Sa reine perdue, la cavalerie légère de Camille est la première à fuir ; les Rutules fuient en désordre ; et l’impétueux Atinas s’enfuit. Les chefs dispersés, les bataillons sans chefs, cherchent à se mettre en sûreté et, tournant bride, galopent vers les remparts. Personne n’a le pouvoir de soutenir le choc des Troyens ardents à la poursuite et porteurs de la mort, ni de les attendre de pied ferme. Tous se replient, leurs arcs détendus sur leurs épaules lasses ; et le sabot de leurs montures, en un rapide galop, frappe la plaine poudreuse. Un tourbillon de poussière, comme un nuage noir, roule vers les murs, et du haut des tours les mères, se frappant la poitrine, poussent vers les astres du ciel leurs cris de femmes. Ceux qui, les premiers, dans leur course ont fait irruption par les portes ouvertes se trouvent écrasés sous une foule d’ennemis survenus et mêlés à leur débandade. Les malheureux n’échappent pas à la mort ; mais aux portes de la ville, dans l’intérieur des remparts, jusque dans l’abri de leurs demeures, percés de coups ils rendent l’âme. Quelques-uns ferment les portes : ils n’osent ni ouvrir un passage à leurs compagnons ni les recevoir dans les murs malgré leurs prières. C’est l’occasion du plus misérable carnage, les uns défendant l’entrée les armes à la main, les autres se jetant sur ces armes. Devant la porte close, aux yeux de leurs parents en larmes, ceux-ci roulent dans les fossés à pic sous la poussée torrentielle de la foule ; ceux-là, à bride abattue, se heurtent aveuglément, à la façon d’un bélier, contre les portes et la solide barrière de leurs montants.

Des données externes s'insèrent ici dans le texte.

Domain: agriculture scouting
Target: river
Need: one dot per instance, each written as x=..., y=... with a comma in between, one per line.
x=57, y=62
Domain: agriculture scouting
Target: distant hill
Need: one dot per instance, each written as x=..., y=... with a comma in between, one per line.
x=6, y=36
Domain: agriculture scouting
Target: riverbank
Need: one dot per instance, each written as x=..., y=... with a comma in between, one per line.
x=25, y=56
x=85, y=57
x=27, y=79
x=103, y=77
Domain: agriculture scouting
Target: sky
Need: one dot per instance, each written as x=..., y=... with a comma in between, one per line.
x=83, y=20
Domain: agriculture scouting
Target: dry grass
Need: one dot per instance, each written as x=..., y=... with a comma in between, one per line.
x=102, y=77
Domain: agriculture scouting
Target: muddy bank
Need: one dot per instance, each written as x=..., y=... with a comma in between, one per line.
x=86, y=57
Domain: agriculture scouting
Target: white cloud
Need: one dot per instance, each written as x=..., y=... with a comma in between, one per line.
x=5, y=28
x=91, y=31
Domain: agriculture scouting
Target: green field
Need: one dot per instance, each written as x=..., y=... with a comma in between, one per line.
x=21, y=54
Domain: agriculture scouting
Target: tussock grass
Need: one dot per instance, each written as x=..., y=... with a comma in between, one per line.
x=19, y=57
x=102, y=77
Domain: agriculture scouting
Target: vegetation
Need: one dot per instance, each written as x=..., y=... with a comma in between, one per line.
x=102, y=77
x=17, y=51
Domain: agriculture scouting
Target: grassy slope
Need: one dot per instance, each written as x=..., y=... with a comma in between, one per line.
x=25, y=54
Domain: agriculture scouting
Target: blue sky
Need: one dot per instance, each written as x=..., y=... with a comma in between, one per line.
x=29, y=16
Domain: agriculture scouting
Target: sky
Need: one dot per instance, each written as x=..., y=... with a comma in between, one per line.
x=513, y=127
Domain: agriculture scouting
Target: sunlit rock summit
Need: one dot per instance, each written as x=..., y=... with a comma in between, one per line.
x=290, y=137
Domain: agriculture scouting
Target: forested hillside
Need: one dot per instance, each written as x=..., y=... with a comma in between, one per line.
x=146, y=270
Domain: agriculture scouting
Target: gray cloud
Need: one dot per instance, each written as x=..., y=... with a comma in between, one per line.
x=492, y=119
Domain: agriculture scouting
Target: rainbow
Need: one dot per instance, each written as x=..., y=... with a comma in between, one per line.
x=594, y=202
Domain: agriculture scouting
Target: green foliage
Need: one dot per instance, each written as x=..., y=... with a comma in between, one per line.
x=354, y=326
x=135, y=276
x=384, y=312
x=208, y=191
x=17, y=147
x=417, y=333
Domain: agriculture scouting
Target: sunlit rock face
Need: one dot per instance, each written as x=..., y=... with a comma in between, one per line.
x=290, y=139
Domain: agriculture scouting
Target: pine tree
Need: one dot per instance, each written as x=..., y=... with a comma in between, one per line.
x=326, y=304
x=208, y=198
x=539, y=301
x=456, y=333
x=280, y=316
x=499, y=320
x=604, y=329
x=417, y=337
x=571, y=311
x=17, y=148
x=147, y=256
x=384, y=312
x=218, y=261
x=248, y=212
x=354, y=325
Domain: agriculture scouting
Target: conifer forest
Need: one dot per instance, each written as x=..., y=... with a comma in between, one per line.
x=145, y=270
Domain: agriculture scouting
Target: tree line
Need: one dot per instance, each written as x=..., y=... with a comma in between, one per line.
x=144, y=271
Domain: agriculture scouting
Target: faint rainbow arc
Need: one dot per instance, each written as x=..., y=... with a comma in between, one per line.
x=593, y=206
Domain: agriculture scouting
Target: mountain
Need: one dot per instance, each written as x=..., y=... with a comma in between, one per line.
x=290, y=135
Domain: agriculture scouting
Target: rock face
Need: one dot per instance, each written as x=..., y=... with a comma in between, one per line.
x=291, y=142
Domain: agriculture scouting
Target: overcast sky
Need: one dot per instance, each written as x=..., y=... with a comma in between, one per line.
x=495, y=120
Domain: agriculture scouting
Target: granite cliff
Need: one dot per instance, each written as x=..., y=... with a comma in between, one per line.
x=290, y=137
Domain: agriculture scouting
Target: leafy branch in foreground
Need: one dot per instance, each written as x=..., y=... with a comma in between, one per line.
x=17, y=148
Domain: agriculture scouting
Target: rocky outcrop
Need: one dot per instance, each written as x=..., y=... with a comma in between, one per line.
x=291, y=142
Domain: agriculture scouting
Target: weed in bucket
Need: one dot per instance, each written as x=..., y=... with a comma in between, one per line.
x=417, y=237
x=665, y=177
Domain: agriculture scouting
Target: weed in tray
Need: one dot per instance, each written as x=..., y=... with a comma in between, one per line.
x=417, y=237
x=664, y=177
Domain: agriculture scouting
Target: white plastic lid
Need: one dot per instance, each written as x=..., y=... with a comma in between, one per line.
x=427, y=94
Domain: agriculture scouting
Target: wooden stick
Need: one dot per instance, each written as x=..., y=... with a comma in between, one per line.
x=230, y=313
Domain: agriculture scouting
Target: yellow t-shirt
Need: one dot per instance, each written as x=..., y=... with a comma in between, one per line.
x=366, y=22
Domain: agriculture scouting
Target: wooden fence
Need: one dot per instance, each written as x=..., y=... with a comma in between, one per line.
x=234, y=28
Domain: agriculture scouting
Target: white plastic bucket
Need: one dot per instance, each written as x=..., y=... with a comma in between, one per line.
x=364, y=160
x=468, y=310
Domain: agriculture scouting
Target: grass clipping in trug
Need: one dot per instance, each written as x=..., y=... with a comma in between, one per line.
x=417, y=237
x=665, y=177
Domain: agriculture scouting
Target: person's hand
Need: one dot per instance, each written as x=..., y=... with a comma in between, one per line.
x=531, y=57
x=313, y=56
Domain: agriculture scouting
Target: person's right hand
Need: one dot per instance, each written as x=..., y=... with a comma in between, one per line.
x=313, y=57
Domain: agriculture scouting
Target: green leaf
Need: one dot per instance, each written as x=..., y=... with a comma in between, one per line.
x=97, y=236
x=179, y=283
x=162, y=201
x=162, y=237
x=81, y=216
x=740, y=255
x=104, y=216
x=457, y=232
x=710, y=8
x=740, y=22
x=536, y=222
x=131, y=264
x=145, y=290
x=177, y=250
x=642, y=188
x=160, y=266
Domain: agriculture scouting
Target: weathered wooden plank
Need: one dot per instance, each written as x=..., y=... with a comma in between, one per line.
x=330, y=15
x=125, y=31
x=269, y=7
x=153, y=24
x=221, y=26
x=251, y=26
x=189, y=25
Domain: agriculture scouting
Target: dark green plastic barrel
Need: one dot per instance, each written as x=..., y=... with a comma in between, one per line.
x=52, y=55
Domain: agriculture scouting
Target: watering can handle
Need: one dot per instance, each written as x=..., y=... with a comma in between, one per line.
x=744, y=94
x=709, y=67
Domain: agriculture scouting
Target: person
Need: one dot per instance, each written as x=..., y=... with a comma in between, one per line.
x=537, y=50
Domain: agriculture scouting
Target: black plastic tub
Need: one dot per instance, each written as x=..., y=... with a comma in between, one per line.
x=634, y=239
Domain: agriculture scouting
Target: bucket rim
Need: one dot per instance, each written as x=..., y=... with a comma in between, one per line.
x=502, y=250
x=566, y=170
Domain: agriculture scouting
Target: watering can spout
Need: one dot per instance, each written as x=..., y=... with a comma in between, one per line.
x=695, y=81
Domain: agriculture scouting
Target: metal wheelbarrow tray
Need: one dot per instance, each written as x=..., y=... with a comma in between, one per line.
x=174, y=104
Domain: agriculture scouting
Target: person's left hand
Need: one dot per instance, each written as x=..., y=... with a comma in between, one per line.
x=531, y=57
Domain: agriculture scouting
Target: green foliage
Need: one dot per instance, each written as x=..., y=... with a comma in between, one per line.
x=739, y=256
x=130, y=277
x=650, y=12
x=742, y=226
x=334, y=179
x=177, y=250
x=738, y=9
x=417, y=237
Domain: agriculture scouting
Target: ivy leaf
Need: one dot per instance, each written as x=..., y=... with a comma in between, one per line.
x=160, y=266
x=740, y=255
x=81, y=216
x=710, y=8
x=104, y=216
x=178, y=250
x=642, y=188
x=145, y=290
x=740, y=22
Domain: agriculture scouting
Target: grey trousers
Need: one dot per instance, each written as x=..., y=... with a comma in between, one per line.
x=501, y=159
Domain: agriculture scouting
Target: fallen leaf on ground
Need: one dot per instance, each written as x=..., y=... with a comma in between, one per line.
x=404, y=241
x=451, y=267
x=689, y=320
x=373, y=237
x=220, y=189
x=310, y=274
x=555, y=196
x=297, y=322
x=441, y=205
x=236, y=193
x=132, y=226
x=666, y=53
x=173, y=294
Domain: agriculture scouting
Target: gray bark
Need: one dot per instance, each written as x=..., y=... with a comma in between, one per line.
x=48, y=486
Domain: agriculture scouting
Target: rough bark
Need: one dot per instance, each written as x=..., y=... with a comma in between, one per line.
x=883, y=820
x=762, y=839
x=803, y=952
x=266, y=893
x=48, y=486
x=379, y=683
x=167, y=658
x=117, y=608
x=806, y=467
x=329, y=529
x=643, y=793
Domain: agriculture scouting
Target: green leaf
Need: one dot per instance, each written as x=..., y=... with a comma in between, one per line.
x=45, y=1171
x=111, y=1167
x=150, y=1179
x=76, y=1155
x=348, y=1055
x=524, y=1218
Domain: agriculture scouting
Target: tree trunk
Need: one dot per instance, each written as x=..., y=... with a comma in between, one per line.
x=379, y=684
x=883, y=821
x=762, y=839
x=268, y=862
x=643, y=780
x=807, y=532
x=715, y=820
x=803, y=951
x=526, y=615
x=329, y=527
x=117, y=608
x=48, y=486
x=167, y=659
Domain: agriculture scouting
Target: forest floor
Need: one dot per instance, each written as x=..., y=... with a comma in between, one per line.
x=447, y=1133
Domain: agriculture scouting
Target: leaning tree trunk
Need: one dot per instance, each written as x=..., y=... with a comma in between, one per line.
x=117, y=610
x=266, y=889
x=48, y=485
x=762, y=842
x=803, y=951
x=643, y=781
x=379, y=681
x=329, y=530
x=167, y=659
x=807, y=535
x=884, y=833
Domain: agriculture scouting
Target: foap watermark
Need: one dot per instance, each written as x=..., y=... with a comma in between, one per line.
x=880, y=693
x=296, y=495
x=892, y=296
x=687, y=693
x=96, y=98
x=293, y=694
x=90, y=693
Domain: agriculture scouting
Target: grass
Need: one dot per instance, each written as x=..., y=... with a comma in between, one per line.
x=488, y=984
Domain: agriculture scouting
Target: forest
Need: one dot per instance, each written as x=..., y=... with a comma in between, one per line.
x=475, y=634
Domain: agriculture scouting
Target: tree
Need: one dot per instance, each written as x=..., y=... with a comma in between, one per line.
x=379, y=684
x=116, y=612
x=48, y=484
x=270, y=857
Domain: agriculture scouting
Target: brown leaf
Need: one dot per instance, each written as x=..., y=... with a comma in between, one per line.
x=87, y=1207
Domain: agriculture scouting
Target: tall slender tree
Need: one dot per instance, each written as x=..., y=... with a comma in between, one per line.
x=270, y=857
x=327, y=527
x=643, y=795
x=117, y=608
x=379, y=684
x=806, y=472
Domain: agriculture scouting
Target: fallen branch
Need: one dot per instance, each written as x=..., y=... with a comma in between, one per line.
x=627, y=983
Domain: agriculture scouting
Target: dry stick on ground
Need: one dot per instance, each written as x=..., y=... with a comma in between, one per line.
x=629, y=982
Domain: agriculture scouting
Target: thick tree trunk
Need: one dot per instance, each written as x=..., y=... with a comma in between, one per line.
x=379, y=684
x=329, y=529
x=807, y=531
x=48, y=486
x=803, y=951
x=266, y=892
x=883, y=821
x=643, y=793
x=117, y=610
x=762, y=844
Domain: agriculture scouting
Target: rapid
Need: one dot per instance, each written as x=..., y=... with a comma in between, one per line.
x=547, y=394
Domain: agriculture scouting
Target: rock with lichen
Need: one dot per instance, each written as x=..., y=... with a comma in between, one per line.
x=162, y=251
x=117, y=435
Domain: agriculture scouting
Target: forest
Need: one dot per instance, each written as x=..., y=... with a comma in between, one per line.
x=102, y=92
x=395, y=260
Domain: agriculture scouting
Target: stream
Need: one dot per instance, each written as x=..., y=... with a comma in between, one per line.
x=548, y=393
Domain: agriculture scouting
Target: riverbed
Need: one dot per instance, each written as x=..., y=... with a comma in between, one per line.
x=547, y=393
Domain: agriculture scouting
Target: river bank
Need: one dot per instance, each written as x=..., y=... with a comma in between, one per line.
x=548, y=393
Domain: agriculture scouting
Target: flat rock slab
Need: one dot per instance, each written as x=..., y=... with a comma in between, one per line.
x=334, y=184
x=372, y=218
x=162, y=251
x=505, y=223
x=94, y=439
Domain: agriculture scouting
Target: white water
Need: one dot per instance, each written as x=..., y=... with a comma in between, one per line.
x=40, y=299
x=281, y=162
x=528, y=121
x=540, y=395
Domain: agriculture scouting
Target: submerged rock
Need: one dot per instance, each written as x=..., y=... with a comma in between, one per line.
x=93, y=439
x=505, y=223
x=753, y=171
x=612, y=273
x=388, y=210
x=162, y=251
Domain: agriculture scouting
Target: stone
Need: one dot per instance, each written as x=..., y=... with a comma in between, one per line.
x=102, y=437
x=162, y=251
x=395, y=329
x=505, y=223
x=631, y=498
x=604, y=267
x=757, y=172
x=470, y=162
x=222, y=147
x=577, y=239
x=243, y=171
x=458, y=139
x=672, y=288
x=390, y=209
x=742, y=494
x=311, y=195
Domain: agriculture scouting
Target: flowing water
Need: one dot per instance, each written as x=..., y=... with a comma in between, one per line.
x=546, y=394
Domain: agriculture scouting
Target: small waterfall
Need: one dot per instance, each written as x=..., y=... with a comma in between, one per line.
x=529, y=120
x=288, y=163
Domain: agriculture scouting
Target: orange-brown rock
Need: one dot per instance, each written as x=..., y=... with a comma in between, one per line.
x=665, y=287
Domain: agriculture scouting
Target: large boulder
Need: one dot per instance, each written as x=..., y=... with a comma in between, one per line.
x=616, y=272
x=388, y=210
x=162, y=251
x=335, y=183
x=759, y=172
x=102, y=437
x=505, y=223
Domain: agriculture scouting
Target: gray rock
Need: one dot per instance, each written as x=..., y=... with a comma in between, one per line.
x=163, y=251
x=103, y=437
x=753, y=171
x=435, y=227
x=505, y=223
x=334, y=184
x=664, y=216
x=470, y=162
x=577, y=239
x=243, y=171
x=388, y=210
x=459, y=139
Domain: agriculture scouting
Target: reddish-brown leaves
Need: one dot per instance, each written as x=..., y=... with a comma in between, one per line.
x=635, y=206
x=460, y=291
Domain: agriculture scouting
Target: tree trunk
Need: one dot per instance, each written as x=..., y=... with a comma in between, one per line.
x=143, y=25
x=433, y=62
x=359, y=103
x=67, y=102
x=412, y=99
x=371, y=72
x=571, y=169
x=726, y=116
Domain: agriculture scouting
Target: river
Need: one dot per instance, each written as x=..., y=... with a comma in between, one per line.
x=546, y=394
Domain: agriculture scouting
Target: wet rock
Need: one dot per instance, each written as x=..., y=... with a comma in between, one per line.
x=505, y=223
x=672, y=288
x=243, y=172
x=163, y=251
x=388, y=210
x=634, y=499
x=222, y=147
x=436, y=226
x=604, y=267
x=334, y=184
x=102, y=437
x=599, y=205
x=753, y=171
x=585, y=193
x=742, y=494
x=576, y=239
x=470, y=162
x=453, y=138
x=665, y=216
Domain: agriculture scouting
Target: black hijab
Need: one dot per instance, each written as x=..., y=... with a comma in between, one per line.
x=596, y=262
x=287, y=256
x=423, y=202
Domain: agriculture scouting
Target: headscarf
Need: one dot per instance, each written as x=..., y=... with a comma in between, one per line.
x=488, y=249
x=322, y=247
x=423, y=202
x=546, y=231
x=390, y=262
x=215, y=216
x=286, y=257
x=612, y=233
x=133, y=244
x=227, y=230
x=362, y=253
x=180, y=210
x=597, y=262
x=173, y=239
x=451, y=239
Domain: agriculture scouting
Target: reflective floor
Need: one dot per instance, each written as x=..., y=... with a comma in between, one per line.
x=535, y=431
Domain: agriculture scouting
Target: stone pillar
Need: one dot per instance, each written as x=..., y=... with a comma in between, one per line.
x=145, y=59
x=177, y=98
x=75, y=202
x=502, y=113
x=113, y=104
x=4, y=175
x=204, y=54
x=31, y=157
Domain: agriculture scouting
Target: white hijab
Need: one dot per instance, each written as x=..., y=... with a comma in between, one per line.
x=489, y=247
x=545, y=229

Du haut des murs les femmes à leur tour, prises d’une extrême émulation, – c’est le véritable amour de la patrie qui les inspire, – à la vue du corps de Camille, affolées, lancent une grêle de traits et, au lieu de fer, s’armant de bâtons en rouvre dur et d’épieux durcis à la flamme, elles accourent et brûlent de mourir les premières pour le salut des remparts.

Cependant l’atroce nouvelle vient absorber Turnus dans la forêt ; Acca jette le jeune homme dans un grand désordre d’esprit : l’armée des Volsques a été détruite ; Camille a été tuée ; les ennemis menaçants, secondés par Mars, gagnent du terrain, sont maîtres de tout ; la terreur est déjà aux remparts. Fou de rage, Turnus – c’est la volonté impitoyable de Jupiter – quitte les collines qu’il occupait ; il abandonne l’âpreté des bois. À peine était-il hors de vue et tenait-il la plaine, que le chef Énée, entrant dans le défilé vide d’ennemis, franchit le col et sortit de la forêt sombre. Ainsi tous deux marchent vers la ville promptement et avec toutes leurs forces, à peu de distance l’un de l’autre. Énée a vu de loin la fumée de la poussière sur la plaine que foulent les troupes des Laurentes ; et en même temps Turnus a reconnu le terrible Énée sous ses armes et il a entendu le piétinement des hommes et le souffle des chevaux. Ils en viendraient aux mains aussitôt et tenteraient le sort des combats, si le rose Phébus ne baignait pas ses chevaux las dans les flots profonds d’Ibérie, et, le jour déclinant, ne ramenait la nuit. Ils s’établissent devant la ville et se retranchent dans leurs camps.